Ngeri! Main PUBG di Aceh Bakal Kena Hukuman Cambuk

Sabtu, 24 Oktober 2020 – 10:01 WIB

Ilustrasi PUBG

Ilustrasi PUBG

JAKARTA, REQnews - Bagi kalian penggemar Player Unknown's Battlegrounds (PUBG) siap-siap kena hukuman cambuk jika memainkan gim itu di Aceh. Gim sejenisnya yang mengandung unsur kekerasan atau peperangan, pun termasuk kategori yang layak dihukum cambuk di muka umum.

Hukuman itu diberikan sebagai pelanggar syariat Islam di Aceh. Usulan itu disampaikan Ketua Majelis Permusyawaratan Ulama (MPU) Kabupaten Aceh Barat Teungku Abdurrani Adian. 

“Jadi sangat layak di Aceh sebagai negeri syariat ini, pelaku yang melakukan tindakan haram yang dilarang di dalam agama Islam, sangat layak diseret diberi sanksi untuk dihukum cambuk sesuai aturan yang berlaku di Aceh,” kata Teungku Abdurrani Adian di Meulaboh, Jumat 23 Oktober 2020.

Sebelumnya, Majelis Permusyawaratan Ulama (MPU) Provinsi Aceh pada Juni 2019 lalu telah mengeluarkan fatwa haram memainkan permainan daring PUBG dan sejenisnya. Fatwa tersebut dikeluarkan karena permainan daring tersebut menimbulkan dampak negatif bagi masyarakat.

Khususnya generasi muda, karena permainannya mengandung kekerasan, peperangan sehingga dikhawatirkan berdampak terhadap akhlak dan psikologis pemain gim dimaksud.

Teungku Abdurrani menegaskan, meski fatwa haram gimdaring PUBG atau sejenisnya saat ini belum ditindaklanjuti di dalam pemberian sanksi hukuman cambuk, namun Pemerintah Aceh sudah bisa melaksanakan ketentuan tersebut agar pemain ‘gim haram’ tersebut bisa diberi sanksi.

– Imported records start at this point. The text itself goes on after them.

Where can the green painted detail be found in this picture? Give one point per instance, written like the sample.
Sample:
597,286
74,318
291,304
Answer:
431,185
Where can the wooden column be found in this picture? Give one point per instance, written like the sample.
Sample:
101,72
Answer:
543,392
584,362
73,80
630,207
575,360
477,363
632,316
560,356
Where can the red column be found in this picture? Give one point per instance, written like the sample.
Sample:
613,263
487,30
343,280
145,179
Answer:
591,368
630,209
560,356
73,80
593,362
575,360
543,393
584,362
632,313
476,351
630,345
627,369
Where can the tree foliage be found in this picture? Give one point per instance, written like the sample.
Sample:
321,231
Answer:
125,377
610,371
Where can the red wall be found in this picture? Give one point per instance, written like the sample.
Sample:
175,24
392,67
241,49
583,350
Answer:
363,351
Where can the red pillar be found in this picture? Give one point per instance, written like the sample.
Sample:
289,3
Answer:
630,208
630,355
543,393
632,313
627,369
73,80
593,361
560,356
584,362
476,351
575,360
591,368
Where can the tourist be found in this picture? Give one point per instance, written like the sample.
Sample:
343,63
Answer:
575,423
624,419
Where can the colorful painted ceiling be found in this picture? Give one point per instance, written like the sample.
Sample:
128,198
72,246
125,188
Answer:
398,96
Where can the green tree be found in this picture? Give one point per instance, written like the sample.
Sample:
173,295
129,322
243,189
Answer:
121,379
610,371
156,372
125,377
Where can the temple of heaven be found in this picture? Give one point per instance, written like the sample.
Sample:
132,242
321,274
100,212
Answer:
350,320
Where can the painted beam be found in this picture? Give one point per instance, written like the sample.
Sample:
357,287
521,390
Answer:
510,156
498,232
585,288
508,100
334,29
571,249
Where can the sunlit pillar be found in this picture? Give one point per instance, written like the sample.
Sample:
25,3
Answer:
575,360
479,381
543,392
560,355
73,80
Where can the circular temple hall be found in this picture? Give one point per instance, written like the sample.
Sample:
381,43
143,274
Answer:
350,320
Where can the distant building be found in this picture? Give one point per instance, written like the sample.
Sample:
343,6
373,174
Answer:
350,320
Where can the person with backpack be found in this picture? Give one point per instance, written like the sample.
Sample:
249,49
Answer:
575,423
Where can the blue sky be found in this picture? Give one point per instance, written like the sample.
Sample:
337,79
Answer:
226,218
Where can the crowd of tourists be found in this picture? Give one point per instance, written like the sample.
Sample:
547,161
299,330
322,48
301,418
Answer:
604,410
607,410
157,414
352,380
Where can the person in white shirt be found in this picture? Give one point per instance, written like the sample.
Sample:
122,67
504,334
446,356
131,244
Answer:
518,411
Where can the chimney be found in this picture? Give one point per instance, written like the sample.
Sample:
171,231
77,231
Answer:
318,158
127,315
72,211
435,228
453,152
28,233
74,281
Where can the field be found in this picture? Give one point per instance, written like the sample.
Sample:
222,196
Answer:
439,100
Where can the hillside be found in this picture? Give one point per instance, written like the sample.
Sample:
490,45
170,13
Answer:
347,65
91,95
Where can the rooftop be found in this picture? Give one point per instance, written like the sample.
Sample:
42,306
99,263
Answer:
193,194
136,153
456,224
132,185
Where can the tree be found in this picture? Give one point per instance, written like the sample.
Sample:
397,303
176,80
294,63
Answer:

“Gim PUBG memang sudah diterbitkan fatwa haram oleh MPU Aceh, meski belum ada penerapan sanksi, namun sebagai seorang muslim, apabila masih terus memainkan gim tersebut tentu mereka akan berdosa. Mereka juga akan mempertanggungjawabkan dosanya di akhirat kelak,” kata Teungku Abdurrani Adian.

Untuk itu, ia berharap kepada Pemerintah Provinsi Aceh segera merealisasikan fatwa tersebut agar pemain gim PUBG atau sejenisnya di Aceh agar diberi sanksi hukuman cambuk, sesuai dengan Qanun (Perda) Nomor 6 Tahun 2014 tentang Hukum Jinayat yang sudah berlaku lama di Aceh.

Disisi lain, Ketua Majelis Permusyawaratan Ulama (MPU) Kabupaten Aceh Barat, Teungku Abdurrani Adian juga meminta kepada Majelis Ulama Indonesia (MUI) Pusat agar mendukung fatwa yang sudah dikeluarkan oleh MPU Provinsi Aceh, terkait fatwa haram gim online Player Unknown's Battlegrounds (PUBG) dan sejenisnya yang mengandung unsur kekerasan atau peperangan.

Ulama di Aceh menilai, permainan yang ditampilkan dalam gim online yang mudah diakses melalui perangkat elektronik seperti telepon pintar (smartphone) tersebut lebih banyak unsur mudharat (merugikan) ketimbang sisi baiknya.

Permainan tersebut juga menyebabkan para pemain menjadi ketagihan dan menggiring karakter tingkah laku kekerasan, dan memberikan dampak tidak baik lainnya khususnya terhadap mental dan kondisi pribadi si pemain.

Di sisi lain, apabila nantinya polisi syariat Islam mengambil tindakan seperti hukuman cambuk terhadap para pemain gim online yang sudah diharamkan ini, maka ulama juga akan sangat mendukung tindakan tersebut, sebagaimana pelanggaran Qanun Syariat Islam yang lain yang saat ini berlaku di Aceh.

"MPU juga disarankan melobi Pemerintah Aceh agar menjadikan fatwa haram game online ini sebagai pegangan untuk menjalankan syariat Islam di Aceh," kata dia.